By Errol Castens/NEMS Daily Journal
My friend Tim Burress started something the other day on his Facebook account, and it’s proven so addictive I decided to continue it here.
Tim had been reading Robert St. John’s “My South,” with its short but meaningful descriptions of our shared homeland, and he challenged his friends to come up with their own comments.

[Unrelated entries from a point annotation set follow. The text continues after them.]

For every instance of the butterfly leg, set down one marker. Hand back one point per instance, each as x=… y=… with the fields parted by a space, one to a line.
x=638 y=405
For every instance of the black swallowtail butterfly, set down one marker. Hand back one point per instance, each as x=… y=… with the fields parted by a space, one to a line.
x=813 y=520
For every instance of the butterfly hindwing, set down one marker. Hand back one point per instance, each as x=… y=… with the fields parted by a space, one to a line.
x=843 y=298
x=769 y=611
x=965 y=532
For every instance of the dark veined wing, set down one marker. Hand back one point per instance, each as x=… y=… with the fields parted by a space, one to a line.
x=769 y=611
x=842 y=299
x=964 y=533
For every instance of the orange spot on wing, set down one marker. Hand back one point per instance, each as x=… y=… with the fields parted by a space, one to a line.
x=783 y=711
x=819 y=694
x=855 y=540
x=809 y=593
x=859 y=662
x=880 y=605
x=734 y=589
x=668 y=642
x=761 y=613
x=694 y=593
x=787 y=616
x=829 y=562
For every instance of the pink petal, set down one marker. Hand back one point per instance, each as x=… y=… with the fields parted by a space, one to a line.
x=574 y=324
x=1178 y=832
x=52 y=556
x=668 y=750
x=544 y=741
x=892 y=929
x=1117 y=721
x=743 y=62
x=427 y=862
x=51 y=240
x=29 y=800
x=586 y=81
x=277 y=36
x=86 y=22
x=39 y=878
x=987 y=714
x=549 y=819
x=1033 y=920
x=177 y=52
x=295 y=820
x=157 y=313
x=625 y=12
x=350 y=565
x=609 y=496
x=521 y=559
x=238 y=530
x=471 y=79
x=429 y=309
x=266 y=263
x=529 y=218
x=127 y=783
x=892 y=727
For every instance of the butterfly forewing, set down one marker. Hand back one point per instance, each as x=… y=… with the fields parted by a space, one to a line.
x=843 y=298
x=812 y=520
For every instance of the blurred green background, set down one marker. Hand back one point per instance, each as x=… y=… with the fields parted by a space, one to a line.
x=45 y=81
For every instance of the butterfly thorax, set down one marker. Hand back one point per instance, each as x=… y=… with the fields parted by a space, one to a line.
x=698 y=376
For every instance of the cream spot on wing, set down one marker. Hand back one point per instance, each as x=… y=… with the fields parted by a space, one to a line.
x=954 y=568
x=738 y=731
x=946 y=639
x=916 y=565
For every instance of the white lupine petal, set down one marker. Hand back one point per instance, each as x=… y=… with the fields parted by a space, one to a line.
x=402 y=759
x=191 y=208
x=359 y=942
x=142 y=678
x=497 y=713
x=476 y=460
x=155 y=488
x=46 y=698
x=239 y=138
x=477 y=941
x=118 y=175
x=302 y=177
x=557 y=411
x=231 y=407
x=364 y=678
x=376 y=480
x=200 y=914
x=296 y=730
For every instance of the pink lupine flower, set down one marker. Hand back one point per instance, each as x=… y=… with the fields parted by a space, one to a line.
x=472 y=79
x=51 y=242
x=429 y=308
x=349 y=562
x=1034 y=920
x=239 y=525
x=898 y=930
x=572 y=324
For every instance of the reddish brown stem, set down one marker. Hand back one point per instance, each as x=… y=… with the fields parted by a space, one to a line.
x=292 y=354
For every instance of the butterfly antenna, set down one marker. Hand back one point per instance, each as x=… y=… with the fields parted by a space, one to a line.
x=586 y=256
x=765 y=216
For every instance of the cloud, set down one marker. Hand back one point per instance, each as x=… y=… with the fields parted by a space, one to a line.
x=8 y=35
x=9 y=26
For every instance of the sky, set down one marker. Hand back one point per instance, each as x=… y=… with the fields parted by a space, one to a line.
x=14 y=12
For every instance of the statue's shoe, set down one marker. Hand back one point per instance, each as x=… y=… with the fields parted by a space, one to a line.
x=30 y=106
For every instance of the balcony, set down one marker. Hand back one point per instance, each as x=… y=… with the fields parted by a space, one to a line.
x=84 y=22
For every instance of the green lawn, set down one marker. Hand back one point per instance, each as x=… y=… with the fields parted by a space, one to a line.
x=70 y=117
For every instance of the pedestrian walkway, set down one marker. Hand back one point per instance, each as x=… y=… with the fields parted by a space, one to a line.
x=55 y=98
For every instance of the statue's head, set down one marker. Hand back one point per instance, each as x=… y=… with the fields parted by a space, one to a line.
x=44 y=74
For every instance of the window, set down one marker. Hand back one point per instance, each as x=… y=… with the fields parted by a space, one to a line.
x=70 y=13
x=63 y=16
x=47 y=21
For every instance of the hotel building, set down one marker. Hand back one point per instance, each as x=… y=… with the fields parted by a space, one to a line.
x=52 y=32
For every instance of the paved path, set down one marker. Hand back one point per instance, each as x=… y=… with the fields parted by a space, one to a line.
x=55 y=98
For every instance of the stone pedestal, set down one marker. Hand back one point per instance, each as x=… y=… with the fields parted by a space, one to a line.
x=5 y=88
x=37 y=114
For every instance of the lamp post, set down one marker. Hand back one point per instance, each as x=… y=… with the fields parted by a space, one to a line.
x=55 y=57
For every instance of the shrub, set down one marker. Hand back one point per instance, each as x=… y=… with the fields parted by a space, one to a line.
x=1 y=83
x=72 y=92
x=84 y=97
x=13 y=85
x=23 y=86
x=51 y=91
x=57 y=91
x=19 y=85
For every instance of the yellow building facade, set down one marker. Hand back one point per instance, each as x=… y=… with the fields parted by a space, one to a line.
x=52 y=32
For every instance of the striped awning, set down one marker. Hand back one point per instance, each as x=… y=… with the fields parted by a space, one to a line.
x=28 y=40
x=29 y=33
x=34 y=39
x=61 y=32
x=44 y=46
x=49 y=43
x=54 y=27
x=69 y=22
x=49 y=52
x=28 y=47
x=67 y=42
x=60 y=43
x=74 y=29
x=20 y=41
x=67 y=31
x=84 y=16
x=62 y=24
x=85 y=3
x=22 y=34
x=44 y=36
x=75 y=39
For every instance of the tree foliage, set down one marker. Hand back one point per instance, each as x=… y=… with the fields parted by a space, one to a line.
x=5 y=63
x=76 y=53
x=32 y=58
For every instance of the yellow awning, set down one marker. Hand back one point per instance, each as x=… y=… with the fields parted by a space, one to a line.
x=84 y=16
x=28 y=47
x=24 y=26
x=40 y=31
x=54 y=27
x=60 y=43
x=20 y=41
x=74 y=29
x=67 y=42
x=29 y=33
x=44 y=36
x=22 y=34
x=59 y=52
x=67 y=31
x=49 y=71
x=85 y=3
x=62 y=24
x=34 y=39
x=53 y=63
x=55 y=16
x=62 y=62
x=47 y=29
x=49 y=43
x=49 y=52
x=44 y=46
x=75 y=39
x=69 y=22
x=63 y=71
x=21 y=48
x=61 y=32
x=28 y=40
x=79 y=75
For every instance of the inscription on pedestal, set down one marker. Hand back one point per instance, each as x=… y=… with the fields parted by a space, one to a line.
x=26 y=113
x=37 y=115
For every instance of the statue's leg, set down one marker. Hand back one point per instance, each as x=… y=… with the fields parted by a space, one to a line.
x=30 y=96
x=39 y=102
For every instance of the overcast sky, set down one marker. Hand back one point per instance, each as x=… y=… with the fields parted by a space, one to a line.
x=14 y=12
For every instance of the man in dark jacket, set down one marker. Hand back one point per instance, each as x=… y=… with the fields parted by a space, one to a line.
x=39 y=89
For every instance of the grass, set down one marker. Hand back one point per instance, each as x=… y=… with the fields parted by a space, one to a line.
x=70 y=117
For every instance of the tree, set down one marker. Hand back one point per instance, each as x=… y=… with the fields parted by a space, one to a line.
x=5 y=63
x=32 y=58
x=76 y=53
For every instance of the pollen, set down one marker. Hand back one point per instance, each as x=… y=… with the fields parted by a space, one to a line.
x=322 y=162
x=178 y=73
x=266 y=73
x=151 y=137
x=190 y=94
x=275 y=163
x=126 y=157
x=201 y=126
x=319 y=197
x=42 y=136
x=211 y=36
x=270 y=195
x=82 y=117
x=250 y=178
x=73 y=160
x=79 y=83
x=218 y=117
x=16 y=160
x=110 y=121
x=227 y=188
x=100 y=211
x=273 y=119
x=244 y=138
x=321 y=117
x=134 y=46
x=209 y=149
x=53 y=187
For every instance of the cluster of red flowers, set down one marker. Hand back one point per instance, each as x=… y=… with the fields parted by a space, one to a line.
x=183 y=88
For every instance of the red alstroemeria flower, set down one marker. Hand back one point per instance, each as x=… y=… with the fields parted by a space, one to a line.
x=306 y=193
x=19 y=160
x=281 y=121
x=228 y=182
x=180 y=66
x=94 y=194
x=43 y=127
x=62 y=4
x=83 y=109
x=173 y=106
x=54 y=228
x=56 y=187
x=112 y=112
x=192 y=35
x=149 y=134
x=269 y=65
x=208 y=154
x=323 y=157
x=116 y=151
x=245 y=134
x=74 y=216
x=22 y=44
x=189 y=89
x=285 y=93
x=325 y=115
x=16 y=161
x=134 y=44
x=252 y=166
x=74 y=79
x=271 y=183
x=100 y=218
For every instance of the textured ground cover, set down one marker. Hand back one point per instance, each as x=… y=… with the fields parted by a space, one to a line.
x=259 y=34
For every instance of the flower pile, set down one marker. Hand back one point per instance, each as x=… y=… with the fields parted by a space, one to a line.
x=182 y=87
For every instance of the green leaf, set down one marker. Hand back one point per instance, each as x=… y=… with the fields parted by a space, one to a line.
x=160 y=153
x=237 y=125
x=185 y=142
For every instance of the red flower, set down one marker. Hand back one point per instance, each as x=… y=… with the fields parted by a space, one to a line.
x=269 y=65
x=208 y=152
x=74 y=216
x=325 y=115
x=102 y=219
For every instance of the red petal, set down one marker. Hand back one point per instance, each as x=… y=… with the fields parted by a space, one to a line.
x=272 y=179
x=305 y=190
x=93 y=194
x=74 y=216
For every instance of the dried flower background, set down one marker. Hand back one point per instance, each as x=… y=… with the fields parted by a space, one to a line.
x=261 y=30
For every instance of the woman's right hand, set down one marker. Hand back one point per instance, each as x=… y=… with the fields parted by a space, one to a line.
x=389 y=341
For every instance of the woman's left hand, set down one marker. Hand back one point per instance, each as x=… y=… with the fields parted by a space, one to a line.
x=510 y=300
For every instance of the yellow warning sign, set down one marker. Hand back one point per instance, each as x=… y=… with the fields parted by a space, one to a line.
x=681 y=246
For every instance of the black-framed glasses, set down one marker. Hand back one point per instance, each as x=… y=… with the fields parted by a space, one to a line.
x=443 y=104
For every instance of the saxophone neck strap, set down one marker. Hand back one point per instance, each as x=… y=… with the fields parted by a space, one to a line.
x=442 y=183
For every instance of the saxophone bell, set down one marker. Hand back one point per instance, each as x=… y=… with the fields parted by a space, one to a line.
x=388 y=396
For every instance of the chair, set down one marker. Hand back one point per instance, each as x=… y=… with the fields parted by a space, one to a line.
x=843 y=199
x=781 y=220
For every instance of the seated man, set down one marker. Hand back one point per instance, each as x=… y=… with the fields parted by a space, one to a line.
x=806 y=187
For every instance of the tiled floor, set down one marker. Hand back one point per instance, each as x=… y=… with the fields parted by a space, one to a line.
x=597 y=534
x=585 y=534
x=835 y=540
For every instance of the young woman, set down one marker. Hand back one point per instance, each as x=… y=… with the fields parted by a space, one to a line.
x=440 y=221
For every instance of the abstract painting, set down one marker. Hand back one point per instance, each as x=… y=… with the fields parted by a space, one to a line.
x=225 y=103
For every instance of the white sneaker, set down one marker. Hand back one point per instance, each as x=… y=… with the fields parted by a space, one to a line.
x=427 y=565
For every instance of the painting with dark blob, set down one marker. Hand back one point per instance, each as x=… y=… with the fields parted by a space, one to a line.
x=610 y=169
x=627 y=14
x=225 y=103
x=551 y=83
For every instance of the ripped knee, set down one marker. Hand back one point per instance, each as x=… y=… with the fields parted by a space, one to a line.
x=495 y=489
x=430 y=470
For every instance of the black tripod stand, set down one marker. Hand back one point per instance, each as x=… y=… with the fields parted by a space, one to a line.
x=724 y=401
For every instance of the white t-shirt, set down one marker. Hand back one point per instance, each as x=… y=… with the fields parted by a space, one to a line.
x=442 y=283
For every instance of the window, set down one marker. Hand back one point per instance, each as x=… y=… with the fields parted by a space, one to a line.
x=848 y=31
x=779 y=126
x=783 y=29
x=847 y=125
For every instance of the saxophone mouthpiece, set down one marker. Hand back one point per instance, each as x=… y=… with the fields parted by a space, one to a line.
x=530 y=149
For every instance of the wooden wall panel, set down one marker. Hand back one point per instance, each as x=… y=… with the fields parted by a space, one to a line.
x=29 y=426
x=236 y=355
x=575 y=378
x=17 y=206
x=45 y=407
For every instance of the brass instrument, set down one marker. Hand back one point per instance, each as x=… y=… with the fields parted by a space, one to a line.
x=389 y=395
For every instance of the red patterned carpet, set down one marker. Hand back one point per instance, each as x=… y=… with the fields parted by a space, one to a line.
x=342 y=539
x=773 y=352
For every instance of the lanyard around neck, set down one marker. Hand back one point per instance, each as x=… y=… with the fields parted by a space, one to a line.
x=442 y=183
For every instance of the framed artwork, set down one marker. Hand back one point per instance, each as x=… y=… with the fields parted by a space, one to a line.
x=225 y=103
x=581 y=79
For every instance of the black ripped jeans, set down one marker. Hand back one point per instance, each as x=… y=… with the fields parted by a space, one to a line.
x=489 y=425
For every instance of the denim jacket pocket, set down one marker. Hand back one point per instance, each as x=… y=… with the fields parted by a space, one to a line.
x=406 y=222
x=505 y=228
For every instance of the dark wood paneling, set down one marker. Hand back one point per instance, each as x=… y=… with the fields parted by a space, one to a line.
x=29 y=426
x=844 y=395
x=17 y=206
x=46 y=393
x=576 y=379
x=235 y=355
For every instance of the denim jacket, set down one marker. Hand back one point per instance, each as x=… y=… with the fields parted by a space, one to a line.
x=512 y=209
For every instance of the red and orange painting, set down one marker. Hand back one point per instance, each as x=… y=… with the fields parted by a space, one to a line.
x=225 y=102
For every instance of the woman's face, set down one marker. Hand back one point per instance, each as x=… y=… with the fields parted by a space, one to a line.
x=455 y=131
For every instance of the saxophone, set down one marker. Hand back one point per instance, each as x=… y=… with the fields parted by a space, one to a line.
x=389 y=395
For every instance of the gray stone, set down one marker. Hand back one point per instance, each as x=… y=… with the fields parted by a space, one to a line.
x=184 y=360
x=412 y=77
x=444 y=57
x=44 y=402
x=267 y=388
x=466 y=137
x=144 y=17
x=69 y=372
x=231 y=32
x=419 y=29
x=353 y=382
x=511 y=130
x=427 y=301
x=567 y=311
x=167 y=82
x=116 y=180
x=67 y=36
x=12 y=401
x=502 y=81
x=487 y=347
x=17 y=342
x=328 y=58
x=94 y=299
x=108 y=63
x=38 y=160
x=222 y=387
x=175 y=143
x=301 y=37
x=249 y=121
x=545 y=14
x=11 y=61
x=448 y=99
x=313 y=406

I won’t steal other people’s responses to use here, but if you want to read those of his other friends, send Tim (Timothy R. Burress) a friend request.
Meanwhile, here are my offerings:
In my South …
– … ice cream is sweeter when it’s hand-cranked.
– … wisteria and honeysuckle are immigrants; privet and kudzu are invaders.
– … “Bless his/her heart” can be applied either sympathetically or sarcastically, as needed.
– … old folks remember when gravel roads were an improvement.
– … “maypops” can mean either passiflora incarnata or really bald tires.
– … folks keep guard geese – or guineas – to let them know when company’s coming.
– … a Sharpie and a short philosophy can turn a 3X T-shirt into a medium.
– … folks don’t understand the point of “catch and release” for either fish or felons.
– … “daintzin” and “naintzy” are spelled “d-a-n-c-i-n-g” and “N-a-n-c-y.”
– … blood-sucking parasites can transmit such dangerous disorders as Rocky Mountain Spotted Fever, West Nile Disease and, in election years, misplaced optimism.
– … front porches without swings and rockers are as useful as a scissor.
– … some remember when quail and rabbits were abundant, and fire ants and armadillos were rare.
– … we have lightning bugs, wreckers, Cokes, redbugs and britches – not fireflies, tow trucks, sodas, chiggers and trousers.
– … people know “collard” is not a misspelling of “collared.”
– … we “put up” vegetables – every time we can.
– … amateur archaeologists know daffodils mark many an otherwise forgotten homestead.
– … we like air conditioning, but not so much that we’re willing to forget what tree frogs, crickets and whippoorwills sound like.
– … we value security lights, but not so much that we’re willing to forget what the stars look like.
– … we know to grow Cape Jessamine away from windows lest its fragrance overwhelm us.
– … if the phone rings after nine o’clock, it’s an emergency.
– … we honor our ancestors without forgetting their errors.
– … fly swatters keep flies, terriers, toddlers and other pests out of the kitchen.
– … pickups are vehicles, not dates.
– … we wait until after “and the home of the brave” to start cheering.
– … South is as much a mindset as a direction.